Теперь опять по коридору, к ней в спальню, где я кладу лист с ответом на столик у кровати, усаживаюсь в углу на любимый сестрин бинбэг леопардовой расцветки и смотрю, как книга у нее на груди поднимается и опускается: медленно вверх, медленно вниз, вверх, вниз.
«И кто сидит в твоем каноэ, Пенн?»
«Коль назвался сумасшедшим, так держи марку».

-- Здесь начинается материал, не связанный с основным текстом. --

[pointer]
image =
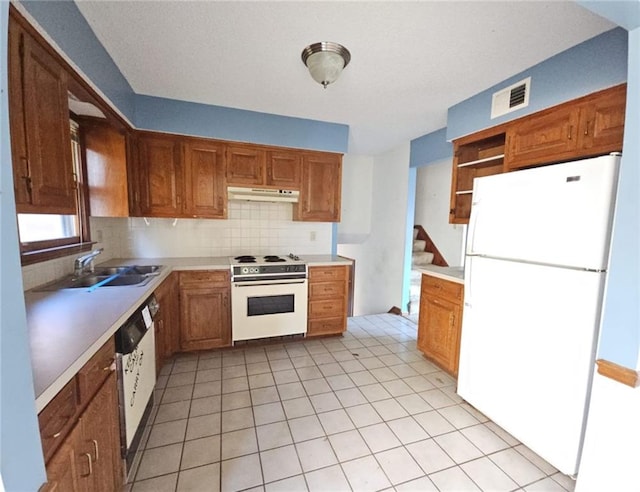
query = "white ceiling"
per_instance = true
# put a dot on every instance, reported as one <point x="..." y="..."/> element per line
<point x="410" y="61"/>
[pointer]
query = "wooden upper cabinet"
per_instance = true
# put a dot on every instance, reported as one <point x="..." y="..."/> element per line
<point x="204" y="179"/>
<point x="106" y="161"/>
<point x="160" y="176"/>
<point x="284" y="169"/>
<point x="245" y="166"/>
<point x="320" y="189"/>
<point x="480" y="155"/>
<point x="254" y="166"/>
<point x="584" y="127"/>
<point x="39" y="118"/>
<point x="550" y="133"/>
<point x="602" y="121"/>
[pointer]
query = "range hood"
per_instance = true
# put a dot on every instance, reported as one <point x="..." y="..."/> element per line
<point x="262" y="194"/>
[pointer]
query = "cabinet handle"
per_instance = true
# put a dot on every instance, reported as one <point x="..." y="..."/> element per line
<point x="90" y="466"/>
<point x="95" y="448"/>
<point x="28" y="183"/>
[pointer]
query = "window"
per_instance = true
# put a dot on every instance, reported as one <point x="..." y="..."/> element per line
<point x="46" y="236"/>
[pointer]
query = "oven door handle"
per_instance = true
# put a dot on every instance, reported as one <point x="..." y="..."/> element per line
<point x="271" y="282"/>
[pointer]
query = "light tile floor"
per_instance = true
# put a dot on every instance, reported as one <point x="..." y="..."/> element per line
<point x="361" y="412"/>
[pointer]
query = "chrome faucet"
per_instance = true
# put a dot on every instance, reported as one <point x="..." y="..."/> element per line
<point x="84" y="263"/>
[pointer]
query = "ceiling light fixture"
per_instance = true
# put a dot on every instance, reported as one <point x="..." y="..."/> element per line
<point x="325" y="61"/>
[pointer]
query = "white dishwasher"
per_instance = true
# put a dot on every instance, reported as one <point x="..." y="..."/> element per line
<point x="136" y="369"/>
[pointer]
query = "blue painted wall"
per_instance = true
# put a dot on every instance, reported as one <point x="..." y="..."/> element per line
<point x="430" y="148"/>
<point x="596" y="64"/>
<point x="22" y="465"/>
<point x="625" y="13"/>
<point x="155" y="113"/>
<point x="68" y="28"/>
<point x="620" y="334"/>
<point x="408" y="239"/>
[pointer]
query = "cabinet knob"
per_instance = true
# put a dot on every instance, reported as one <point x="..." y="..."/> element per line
<point x="95" y="448"/>
<point x="28" y="183"/>
<point x="90" y="465"/>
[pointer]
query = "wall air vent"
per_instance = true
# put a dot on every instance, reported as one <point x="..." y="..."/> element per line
<point x="509" y="99"/>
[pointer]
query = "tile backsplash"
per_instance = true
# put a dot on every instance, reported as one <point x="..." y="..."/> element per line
<point x="252" y="228"/>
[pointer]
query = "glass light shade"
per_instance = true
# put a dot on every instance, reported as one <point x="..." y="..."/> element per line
<point x="325" y="61"/>
<point x="325" y="67"/>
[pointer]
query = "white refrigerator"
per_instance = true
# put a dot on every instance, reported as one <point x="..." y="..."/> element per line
<point x="535" y="267"/>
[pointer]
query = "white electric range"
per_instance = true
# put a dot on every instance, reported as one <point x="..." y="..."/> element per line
<point x="268" y="296"/>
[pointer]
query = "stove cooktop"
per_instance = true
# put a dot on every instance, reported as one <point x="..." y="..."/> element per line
<point x="264" y="259"/>
<point x="248" y="267"/>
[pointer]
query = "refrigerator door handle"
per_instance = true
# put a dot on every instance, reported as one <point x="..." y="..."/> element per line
<point x="467" y="284"/>
<point x="475" y="211"/>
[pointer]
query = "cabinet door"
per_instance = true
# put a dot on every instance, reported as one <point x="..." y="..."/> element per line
<point x="63" y="474"/>
<point x="205" y="318"/>
<point x="159" y="178"/>
<point x="245" y="166"/>
<point x="19" y="154"/>
<point x="602" y="122"/>
<point x="50" y="180"/>
<point x="543" y="138"/>
<point x="320" y="189"/>
<point x="106" y="161"/>
<point x="440" y="337"/>
<point x="166" y="324"/>
<point x="204" y="179"/>
<point x="284" y="169"/>
<point x="100" y="442"/>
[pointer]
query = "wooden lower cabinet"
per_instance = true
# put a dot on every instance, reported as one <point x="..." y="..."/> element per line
<point x="89" y="457"/>
<point x="328" y="294"/>
<point x="167" y="320"/>
<point x="205" y="310"/>
<point x="439" y="322"/>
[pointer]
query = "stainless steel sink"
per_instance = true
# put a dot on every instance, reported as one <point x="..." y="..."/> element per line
<point x="116" y="276"/>
<point x="128" y="270"/>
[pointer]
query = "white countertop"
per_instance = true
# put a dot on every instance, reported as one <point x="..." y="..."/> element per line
<point x="67" y="327"/>
<point x="453" y="274"/>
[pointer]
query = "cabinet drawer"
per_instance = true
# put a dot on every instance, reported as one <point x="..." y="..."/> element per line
<point x="324" y="290"/>
<point x="325" y="274"/>
<point x="328" y="326"/>
<point x="57" y="418"/>
<point x="327" y="308"/>
<point x="437" y="287"/>
<point x="95" y="372"/>
<point x="204" y="276"/>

«Я не знаю, что это значит».
«Это значит: бери весло, дорогуша».
Так я сижу бо́льшую часть ночи, не в силах отключить мозг настолько, чтобы заснуть, не в силах встать и уйти. Просто сижу у сестры в комнате и гадаю, долго ли она сможет протягивать мне весло, прежде чем уронит его в воду.
Лучше не знать.
– Ты серьезно?
Очень медленно лицо Пенни обретает резкость.
– Вот это вот, – говорят нерезкие губы, – здесь. – И палец тычет в галочку внизу списка «за» и «против».
Я осторожно сажусь и растираю затекшую шею.
– Вот эта галочка. Ты не пошутил?
– Боже! Пенни. Подожди секундочку.
Но мне требуется целых пять секунд, чтобы вспомнить, где я. Не могу точно сказать, когда я заснул, но предполагаю, что примерно около трех часов ночи.
– Хватит, я только что дала тебе десять секунд, – торопит Пенни. – Это правда? Ты хочешь посмотреть со мной «Завтрак у Тиффани»?
Даже в таком состоянии я не могу не восхищаться жизненной силой сестры: улыбка в ее глазах напоминает проснувшийся вулкан, готовый к извержению по первому знаку подтверждения, что да, я на самом деле согласен посмотреть с ней фильм.
Я прокашливаюсь и отклоняюсь назад, чтобы набрать импульс для подъема:
– Ага.
– Что «ага»? – переспрашивает она, заканчивая реплику своеобразным гибридом смеха и повизгивания, но у моей сестры это получается необычайно мило.